Quatre femmes
de Collectif (Scénario), Wang Shuhui (Dessin)

critiqué par JulesRomans, le 1 septembre 2014
(Nantes - 66 ans)


La note:  étoiles
La femme chinoise peut soutenir la moitié du ciel mais ne soutient pas le regard de sa belle-mère
Voici quatre récits dont les héroïnes sont toutes des femmes en but à des traditions qui les briment. Il s’agit de l’adaptation, sous forme d’histoire en images de récits qui appartiennent à la littérature de la Chine ancienne.

Nous avons un dessin par page et un texte en-dessous de 30 à 50 mots ; il n’y a pas de couleur et le style du graphisme est très réaliste, c'est celui employé couramment au XXe siècle avec un décor fouillé. Pour montrer à des jeunes (collégiens en particulier) le mode de vie dans l’Empire du milieu jusque vers 1850, cet ouvrage est fort utile ; avec des enfants du primaire on pourra choisir certaines pages et seules les aventures de l’"Histoire des femmes guerrières" permettraient d’accrocher sur tout le récit garçons et filles d’environ 8-10 ans.

Ces adaptations ont été réalisées toutes par une Chinoise (présentée dans la préface) dans les années cinquante ou au début des années soixante, ce sont des commandes aux éditions des Beaux-arts de récits édifiants afin de condamner le statut qu’avait la femme chinoise avant l’arrivée au pouvoir des communistes et valoriser les rares femmes qui, d’après certains récits traditionnels, avaient transgressé les règles qui les cantonnaient à certaines tâches et faisaient d’elles lorsqu’elles étaient mères (ou en attente de l’être) des êtres obéissants

Un des aspects que met très bien en valeur un récit est le poids de la belle-mère dans l’organisation de la vie du jeune couple qui vit la plupart sous le même toit qu’elle. Sous prétexte de respect de l’amour filial, la mère du jeune époux Jiao Zhongqing, après avoir passé son temps à contrarier l’héroïne Liu Lanzhi, parvient même à la faire répudier. Ce récit "Le paon vole au sud-est" pointe également l’importance qu’avaient les entremetteuses de mariage. Son action est situé à la fin de la dynastie des Han et il a été écrit vers 200 après Jésus-Christ, on ignore son auteur.

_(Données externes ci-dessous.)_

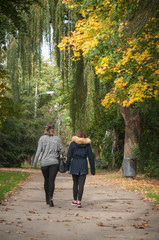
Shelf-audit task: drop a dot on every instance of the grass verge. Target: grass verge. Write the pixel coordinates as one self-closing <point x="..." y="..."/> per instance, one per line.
<point x="148" y="187"/>
<point x="9" y="180"/>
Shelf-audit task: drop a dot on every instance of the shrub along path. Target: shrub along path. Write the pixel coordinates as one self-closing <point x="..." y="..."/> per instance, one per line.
<point x="109" y="212"/>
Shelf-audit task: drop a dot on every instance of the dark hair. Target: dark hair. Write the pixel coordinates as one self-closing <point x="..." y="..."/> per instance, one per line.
<point x="49" y="129"/>
<point x="81" y="134"/>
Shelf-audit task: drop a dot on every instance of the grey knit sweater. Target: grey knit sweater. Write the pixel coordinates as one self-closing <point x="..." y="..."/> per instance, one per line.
<point x="48" y="151"/>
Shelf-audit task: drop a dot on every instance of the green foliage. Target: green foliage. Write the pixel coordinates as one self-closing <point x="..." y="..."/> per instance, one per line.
<point x="148" y="153"/>
<point x="9" y="180"/>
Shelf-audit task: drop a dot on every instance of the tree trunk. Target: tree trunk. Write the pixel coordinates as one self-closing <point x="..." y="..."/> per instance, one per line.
<point x="132" y="130"/>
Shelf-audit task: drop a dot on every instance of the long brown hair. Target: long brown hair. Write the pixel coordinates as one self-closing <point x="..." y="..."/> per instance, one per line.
<point x="81" y="134"/>
<point x="50" y="129"/>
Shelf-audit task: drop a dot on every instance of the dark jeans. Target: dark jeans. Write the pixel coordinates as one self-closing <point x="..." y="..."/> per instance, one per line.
<point x="78" y="186"/>
<point x="49" y="173"/>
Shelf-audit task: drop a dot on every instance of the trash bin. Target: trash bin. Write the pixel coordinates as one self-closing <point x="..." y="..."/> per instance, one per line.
<point x="129" y="167"/>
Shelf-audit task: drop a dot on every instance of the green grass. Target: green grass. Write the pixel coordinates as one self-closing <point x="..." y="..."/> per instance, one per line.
<point x="9" y="180"/>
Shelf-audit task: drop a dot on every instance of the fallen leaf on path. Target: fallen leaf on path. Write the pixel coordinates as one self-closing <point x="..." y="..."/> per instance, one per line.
<point x="109" y="237"/>
<point x="32" y="211"/>
<point x="20" y="232"/>
<point x="100" y="224"/>
<point x="119" y="229"/>
<point x="9" y="223"/>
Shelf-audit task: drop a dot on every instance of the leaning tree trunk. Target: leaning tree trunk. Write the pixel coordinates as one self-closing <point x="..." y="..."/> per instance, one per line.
<point x="132" y="130"/>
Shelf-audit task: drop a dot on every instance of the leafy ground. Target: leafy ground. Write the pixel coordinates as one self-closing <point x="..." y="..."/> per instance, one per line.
<point x="148" y="187"/>
<point x="9" y="180"/>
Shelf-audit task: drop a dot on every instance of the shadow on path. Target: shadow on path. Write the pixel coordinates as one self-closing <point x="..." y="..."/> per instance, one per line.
<point x="108" y="213"/>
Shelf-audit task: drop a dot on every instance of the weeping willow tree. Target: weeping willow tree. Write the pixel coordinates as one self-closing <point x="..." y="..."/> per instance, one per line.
<point x="78" y="76"/>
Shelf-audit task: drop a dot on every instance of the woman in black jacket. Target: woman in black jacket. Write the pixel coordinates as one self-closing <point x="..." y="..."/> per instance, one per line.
<point x="78" y="152"/>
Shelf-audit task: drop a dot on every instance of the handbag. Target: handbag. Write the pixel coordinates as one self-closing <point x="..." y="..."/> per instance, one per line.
<point x="62" y="162"/>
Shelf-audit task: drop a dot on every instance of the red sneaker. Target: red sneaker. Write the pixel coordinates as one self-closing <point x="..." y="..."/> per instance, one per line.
<point x="74" y="202"/>
<point x="79" y="205"/>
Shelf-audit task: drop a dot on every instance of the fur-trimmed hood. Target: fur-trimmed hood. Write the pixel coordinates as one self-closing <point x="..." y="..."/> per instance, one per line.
<point x="81" y="140"/>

Avec l’"Histoire des femmes guerrières" on montre que certaines femmes d’une famille de soldats peuvent décider de combattre l’ennemi alors que ministres et généraux ont perdu toute idée d’arriver à le vaincre. Il n’est pas question ici de Mulan, sorte de Jeanne d’Arc chinoise, mais d’autres personnages. On sent bien que l’Empire du milieu est fréquemment sous le coup des invasions barbares; ici les Xia occidentaux au début du XIe siècle causent bien des soucis à la dynastie des Song du nord. D’ailleurs les successeurs de l’empereur Renzong (représenté ici) devront céder leurs territoires les plus septentrionaux aux barbares, et donneront donc naissance à la dynastie des Song du sud.

L’"Histoire de Liang et Zhou" est celle d’un amour contrarié qui se termine par un double suicide des amants faute de pouvoir se marier (vus les engagements pris avec d’autres pour eux par les parents de ceux-ci) tandis que "Le pavillon de l’Ouest" rappelle que les études ne sont pas pour les filles, à moins qu’elles ne se travestissent.

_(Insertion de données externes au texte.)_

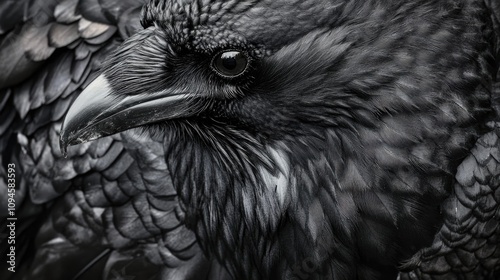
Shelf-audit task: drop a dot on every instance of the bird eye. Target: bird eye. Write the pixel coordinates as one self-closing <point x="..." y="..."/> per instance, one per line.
<point x="230" y="64"/>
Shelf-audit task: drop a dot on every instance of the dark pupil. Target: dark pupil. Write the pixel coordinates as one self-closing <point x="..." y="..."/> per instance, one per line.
<point x="231" y="63"/>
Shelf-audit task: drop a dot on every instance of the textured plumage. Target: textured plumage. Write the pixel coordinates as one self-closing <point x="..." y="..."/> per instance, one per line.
<point x="361" y="142"/>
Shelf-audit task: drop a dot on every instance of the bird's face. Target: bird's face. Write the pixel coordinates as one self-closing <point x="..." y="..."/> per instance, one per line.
<point x="274" y="105"/>
<point x="269" y="77"/>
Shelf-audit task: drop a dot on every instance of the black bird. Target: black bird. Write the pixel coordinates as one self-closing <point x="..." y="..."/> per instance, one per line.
<point x="311" y="139"/>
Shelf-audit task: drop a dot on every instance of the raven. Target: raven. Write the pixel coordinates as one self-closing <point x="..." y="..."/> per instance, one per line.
<point x="260" y="139"/>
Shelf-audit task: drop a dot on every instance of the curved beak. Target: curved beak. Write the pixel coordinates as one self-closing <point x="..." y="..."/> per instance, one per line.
<point x="99" y="111"/>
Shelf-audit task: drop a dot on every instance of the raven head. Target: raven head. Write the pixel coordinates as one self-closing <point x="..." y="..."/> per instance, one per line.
<point x="298" y="132"/>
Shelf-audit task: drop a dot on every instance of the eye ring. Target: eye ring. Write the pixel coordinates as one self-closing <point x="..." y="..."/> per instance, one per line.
<point x="230" y="64"/>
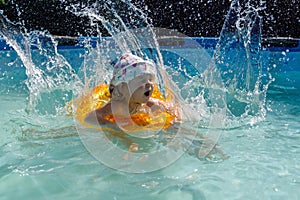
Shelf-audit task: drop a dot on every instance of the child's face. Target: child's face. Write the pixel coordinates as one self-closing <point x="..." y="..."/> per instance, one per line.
<point x="141" y="88"/>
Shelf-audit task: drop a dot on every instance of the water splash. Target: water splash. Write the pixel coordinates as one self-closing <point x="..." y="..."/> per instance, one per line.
<point x="232" y="82"/>
<point x="235" y="74"/>
<point x="49" y="76"/>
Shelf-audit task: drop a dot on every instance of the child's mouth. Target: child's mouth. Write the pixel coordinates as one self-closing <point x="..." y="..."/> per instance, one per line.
<point x="147" y="94"/>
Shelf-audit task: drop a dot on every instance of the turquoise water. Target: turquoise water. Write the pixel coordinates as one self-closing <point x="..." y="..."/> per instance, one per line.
<point x="42" y="156"/>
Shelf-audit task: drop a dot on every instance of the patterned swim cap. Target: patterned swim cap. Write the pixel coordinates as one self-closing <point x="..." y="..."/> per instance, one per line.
<point x="130" y="66"/>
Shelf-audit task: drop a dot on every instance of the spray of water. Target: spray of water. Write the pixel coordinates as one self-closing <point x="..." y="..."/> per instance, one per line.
<point x="50" y="78"/>
<point x="230" y="86"/>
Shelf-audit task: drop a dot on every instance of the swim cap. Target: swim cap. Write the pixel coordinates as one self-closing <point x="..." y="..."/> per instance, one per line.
<point x="130" y="66"/>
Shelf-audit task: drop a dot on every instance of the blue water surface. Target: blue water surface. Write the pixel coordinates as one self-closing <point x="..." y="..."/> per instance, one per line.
<point x="42" y="156"/>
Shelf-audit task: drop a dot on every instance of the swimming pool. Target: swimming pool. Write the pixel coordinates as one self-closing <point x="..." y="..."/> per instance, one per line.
<point x="42" y="156"/>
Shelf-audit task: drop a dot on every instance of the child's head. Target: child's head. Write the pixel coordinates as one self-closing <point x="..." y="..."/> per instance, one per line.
<point x="134" y="77"/>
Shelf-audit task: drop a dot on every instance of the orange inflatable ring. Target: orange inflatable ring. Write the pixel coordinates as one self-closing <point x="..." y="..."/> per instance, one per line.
<point x="100" y="95"/>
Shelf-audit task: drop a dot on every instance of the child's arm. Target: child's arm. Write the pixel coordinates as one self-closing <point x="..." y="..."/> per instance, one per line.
<point x="170" y="107"/>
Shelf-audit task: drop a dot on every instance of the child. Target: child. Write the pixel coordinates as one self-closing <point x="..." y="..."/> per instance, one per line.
<point x="131" y="89"/>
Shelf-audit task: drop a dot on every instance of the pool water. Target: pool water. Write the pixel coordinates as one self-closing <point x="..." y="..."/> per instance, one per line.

Certains aspects des valeurs traditionnelles ont plus longtemps perduré à Hong-Kong et Taiwan et d’ailleurs on perçoit quelques traits de cela dans "Le monde de Lily Wong" de Larry Feign où l’action se déroule dans l’enclave britannique juste avant sa rétrocession à la Chine (ouvrage présenté sur Critiques libres).

La préface pour "4 femmes" est de Shan Sa, écrivaine francophone d’origine chinoise. Elle est l’auteur de "La Joueuse de go" (Grasset, 2001, Prix Goncourt des lycéens en 2001), "Impératrice" (Albin Michel, 2003, Prix des Lecteurs du Livre de poche en 2005), "La Cithare nue" (Albin Michel, 2010).